Friday, July 28, 2017

Michael Chabon - Moonglow (4th Estate, 2016) ****


Every new Michael Chabon novel is one to look out for, as was this one. He is without a doubt one of the best stylists in American literature, with a wonderful sense of humour, greatly influenced by comic book and other adventures in novels such as "The Yiddish Policemen's Union", "The Amazing Adventures of Kavalier & Clay", and the incredible "Gentlemen Of The Road".

With Moonglow, he moves into new territory for him, namely the life of his grandparents, as told by his grandfather on his deathbed, and at the same time the story of the weight of being jewish.

His grandfather was a rocket engineer and one of the first people to have entered Nordhausen at the end of the Second World War, the place where the V-2 rockets were being produced. Pynchon's "Gravity's Rainbow" comes to mind, and is even mentioned several times in the novel, but apart from the historical context, there is no other comparison. Chabon's prose is direct, precise, unusually without any demonstration of stylistic prowess, almost as the chronicler of events, even if once in a while you can read wonderful sentences such as "got his grandfather so drunk that he was able to directly experience, if not communicate, some of the unlikelier effects on time and space called for by Einstein's Special and General Theories of Relativity"

Yet he goes further, much further, actually reconstructing the lives of his grandparents - and parents - by adding a strong dose of fiction of their daily lives, the conversations, the details of clothing, behaviour and thoughts that no person could ever remember, let alone fully recount during the last days of one's lives. This creates an almost obscene intimacy, by putting yourself in the position of these people you probably knew so well, including the sexual longing and sexual acts.

The book is as much about the grandfather's fight and moral concerns about German rocket scientist Werner von Braun and his gang, who participated in the US space programmes, and even more about his grandmother, a French jewish refugee, an actress with a great joie-de-vivre, and independent thoughts and action, who increasingly becomes the victim of schizophrenia. It is about his grandfather's attempt to build a new relationship after his grandmother has died.

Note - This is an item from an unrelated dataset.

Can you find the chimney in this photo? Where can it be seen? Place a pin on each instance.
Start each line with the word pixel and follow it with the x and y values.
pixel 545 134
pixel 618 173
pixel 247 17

Both grandparents are damaged goods, yet they try to live together as almost totally opposing forces: he is the principled engineer with a strong sense of ethics, who even spends a year in prison for an impulsive physical attack on his employer, she is the artist, the beautiful woman who lives in a world of fantasy and fear, using tarot cards with her grandson. Despite the differences between them, there is love and deep respect, even if they are fully aware of each other's shortcomings.

The whole novel is pieced together in a very non-chronological form, with memories, pictures and additional detail provided by his mother as elements to reconstruct something that will always be a little less than what it was, yet paradoxically, it's the novelists fictitious additions that make the people come to live, and maybe even make it bigger and more moving than it actually was.